Steps and involvement of implementing a parser (in .Net - and in this case XPath 2.0)

H

3

6

In the lack of any good free XPath 2.0 implementations for .Net build upon Linq to XML I have thought about implementing my own (also for the experience). But just to be clear (and not building something that exists) these are the XPath 2.0 implementations I have found:

Saxon .Net
Query Machine - I had problems with this - exceptions with the examples
XQSharp - may be good, but is commercial (single developer ~300 $)

Now, I want some thoughts on how difficult it is to implementing some language such as XPath 2.0 expressions. I have found this link which have a EBNF for XPath 2.0 expression: http://www.w3.org/TR/2007/REC-xpath20-20070123/#id-grammar and I'm thinking of making it in F# with the fslex/fsyacc combination.

My background (subjective): I have played with these tools before, but only for some simple expressions and a very simple programming language. Furthermore, I have read most of the Dragon book and Appel´s Modern compiler implementation in ML - but unfortunately, I have not put the theory in practice while reading. I've studied computer science in a year now where I have completed courses with theory about ex finite automaton, CFL and algorithms but I have been a developer for years before university (a few years with professional jobs - back-end of websites mainly).

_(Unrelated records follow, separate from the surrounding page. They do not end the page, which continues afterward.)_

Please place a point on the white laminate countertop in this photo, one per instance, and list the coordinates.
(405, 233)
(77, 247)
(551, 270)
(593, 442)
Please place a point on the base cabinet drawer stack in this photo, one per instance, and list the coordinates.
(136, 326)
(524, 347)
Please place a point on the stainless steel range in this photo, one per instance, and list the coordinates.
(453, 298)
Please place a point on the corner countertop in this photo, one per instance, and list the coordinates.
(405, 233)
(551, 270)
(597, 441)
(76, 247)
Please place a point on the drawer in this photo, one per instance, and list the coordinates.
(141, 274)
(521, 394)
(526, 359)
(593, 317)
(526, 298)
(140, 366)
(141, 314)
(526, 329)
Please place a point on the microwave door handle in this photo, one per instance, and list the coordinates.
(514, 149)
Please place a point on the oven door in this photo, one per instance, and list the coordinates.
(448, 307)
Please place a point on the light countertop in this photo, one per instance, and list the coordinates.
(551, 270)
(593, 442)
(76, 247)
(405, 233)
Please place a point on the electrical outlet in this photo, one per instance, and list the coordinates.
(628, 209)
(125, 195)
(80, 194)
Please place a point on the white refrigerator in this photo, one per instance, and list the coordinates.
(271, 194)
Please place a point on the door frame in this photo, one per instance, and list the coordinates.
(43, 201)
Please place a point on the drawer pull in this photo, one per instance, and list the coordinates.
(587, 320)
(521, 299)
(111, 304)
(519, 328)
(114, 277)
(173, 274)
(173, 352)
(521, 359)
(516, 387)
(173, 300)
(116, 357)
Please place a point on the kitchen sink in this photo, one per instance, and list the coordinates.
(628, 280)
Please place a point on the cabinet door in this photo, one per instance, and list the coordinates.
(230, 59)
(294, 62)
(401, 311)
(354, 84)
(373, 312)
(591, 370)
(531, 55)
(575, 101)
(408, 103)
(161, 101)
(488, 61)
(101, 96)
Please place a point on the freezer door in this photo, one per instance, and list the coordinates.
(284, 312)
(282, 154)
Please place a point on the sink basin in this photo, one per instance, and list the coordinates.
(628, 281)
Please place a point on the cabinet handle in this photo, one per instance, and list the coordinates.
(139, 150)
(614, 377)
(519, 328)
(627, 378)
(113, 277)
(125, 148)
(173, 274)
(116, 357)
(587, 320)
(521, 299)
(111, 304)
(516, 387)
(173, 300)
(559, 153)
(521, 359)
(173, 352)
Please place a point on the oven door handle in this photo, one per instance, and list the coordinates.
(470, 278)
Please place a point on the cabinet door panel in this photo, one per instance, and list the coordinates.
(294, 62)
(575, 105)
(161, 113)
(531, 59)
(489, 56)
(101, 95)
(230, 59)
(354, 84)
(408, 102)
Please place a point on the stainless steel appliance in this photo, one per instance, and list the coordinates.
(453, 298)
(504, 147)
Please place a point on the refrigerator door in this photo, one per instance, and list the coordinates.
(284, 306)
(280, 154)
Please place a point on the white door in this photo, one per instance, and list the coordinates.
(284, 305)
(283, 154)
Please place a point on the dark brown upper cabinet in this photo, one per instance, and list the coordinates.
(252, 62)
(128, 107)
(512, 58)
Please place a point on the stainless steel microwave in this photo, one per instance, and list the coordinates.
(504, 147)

Now, the steps of parsing and what I tend to cover:

Lex - Parsing - Reductions: FsLex/FsYacc. I will properly not cover ALL of Xpath 2.0 at first but at least all of what XPath 1.0 can do + a little more.
Sematic analysis - I'm not sure about how much there is to this
Optimization - I do not tend to cover this (at least not at first)
Actual traversing etc.
...?

Now, the concrete questions in addition to the above:

How difficult is it to make a parser of this size? based on my background, would I could to it?
Is there any crucial steps I have missed in regards to XPath 2.0 in particular?
Is there any technology I have missed; Do I have to cover more than just XPath 2.0 and XDocument etc. to be able to make the parser?

To be clear: I want to make a XPath 2.0 expression parser and traverse XDocument etc. with this parsed expression. Which I guess combined is a query engine.

Update: I found this: http://www.w3.org/2007/01/applets/xpathApplet.html which contains code to parsing and traversing. I think it would be a nice start or reference :-)

Your answers will be appreciated.

Highspeed answered 24/8, 2010 at 9:42 Comment(16)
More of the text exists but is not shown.